I’ve always loved Passover. Okay, not always; my three-quarters Jewish, mostly atheist family and I didn’t throw seders when I was growing up. But ever since college, I’ve been coming together with friends to read the Haggadah (albeit one with a queer, feminist, decidedly modern bent), break matzah apart, dip parsley in salt water, ask the Four Questions, and cheer on the youngest at the table as they found the afikomen. When Bernie Sanders dropped out of the 2020 presidential race on the first night of Passover, I quietly mourned, imagining what it would have been like to see someone in the White House sharing in these ancient traditions, and not just for PR points.

A major component of Passover, I learned as I grew up and graduated and made more Jewish friends—some, raised much more observant than I was—is the ritual of keeping kosher throughout the festival’s eight nights. Leavened bread is verboten, which basically means pasta, cereal, pancakes, cookies—or “carbs,” as I learned to think of these foods in middle school, when the specter diet culture first taught me to eschew them—are off-limits. I can’t help but think of the frustration that chef and author Gabrielle Hamilton recounts in her 2011 memoir, Blood, Bones & Butter, upon taking a job cooking at a summer camp and finding out that many of the girls were “eight years old and already weird about wanting a piece of bread.” I felt that frustration myself, knowing it was the epitome of bullshit to deny myself the foods I loved, but feeling too seduced by the mirage of thinness to live any other way.
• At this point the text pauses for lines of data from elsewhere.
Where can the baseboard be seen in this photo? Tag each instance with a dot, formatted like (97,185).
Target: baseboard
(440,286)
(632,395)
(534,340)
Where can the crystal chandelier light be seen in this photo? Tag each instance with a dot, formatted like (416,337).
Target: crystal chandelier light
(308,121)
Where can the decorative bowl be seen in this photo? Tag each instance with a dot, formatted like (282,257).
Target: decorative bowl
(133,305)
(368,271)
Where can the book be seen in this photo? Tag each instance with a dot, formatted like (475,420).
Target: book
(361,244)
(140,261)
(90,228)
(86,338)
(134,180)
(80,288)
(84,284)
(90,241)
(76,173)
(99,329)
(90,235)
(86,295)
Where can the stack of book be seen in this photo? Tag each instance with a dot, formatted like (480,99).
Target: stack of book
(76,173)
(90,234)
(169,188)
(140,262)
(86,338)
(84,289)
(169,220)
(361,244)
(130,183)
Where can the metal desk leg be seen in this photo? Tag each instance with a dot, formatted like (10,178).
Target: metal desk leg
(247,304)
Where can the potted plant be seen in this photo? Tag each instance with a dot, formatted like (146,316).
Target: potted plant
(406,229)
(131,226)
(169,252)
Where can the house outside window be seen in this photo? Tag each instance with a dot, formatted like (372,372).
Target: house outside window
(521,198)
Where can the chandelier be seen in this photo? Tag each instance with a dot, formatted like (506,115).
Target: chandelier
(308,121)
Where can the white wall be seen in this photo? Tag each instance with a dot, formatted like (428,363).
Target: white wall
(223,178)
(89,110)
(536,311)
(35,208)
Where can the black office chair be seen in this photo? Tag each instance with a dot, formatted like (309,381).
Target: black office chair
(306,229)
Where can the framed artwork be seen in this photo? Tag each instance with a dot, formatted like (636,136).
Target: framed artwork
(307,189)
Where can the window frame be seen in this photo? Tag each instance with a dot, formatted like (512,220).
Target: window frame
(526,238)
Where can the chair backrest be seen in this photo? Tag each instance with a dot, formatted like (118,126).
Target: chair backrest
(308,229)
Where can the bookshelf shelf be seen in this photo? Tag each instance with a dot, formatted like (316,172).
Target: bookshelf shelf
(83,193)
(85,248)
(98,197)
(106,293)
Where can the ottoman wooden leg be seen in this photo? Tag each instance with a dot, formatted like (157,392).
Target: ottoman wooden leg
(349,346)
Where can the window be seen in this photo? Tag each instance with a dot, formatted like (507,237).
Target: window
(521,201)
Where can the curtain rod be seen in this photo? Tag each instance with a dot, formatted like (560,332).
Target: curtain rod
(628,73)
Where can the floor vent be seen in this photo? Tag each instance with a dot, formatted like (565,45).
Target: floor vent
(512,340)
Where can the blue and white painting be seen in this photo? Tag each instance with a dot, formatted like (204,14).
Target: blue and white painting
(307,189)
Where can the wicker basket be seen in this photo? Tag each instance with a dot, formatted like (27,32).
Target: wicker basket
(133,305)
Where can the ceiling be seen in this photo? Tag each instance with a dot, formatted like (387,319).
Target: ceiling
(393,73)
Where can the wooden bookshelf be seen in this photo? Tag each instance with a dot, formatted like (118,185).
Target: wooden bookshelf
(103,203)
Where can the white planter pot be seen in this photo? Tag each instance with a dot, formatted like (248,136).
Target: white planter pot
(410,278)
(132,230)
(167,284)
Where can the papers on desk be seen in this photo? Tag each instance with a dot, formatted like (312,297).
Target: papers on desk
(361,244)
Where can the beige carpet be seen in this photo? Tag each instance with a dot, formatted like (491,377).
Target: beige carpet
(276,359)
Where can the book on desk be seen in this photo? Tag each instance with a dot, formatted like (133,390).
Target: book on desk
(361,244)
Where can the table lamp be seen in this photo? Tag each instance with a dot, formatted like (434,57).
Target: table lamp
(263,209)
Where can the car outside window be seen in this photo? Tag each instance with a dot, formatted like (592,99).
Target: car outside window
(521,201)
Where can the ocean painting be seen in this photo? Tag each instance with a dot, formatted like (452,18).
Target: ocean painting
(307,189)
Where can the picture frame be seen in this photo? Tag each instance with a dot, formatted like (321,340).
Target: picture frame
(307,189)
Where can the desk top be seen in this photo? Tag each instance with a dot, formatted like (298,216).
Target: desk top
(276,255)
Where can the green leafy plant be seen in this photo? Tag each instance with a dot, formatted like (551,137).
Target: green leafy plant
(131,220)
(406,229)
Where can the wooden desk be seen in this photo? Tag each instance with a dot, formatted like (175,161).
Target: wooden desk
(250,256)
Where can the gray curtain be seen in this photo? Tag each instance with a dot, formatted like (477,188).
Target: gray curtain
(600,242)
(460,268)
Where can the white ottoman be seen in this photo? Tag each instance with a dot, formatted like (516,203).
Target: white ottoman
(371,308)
Anxious partial Jew that I am, I’m always looking for ways to “confirm” that I’m doing things correctly on Jewish holidays. (Seriously, just ask me about my challah game.) But as someone who has struggled with disordered eating—and, specifically, binge eating disorder—for over a decade, I’ve always known that cutting out any food, even just for a week, and for spiritual reasons, would likely lead me right back to the worlds of bingeing, compensatory calorie-counting, and obsessive exercising I’d worked so, so hard to leave behind me.

All that changed this year, probably because my relationship with my faith has changed. Even as I mourn the violence in Gaza, the ongoing Israel–Hamas war has made me feel more connected to my Jewish faith than ever. I want to yoke myself more tightly to its traditions, if only to remind myself (and the loved ones I observe Passover with) that Judaism encompasses far more than any country or ideology or military ever could. I’m no longer comfortable with my connection to the Jewish faith being merely “cultural”; I want to observe some of the customs my ancestors did, like fasting or keeping kosher on specific holidays, to tether myself to what it means to be an active, open-eyed Jew in this world, one who learns from the pain of the past while also fighting for a liberated future.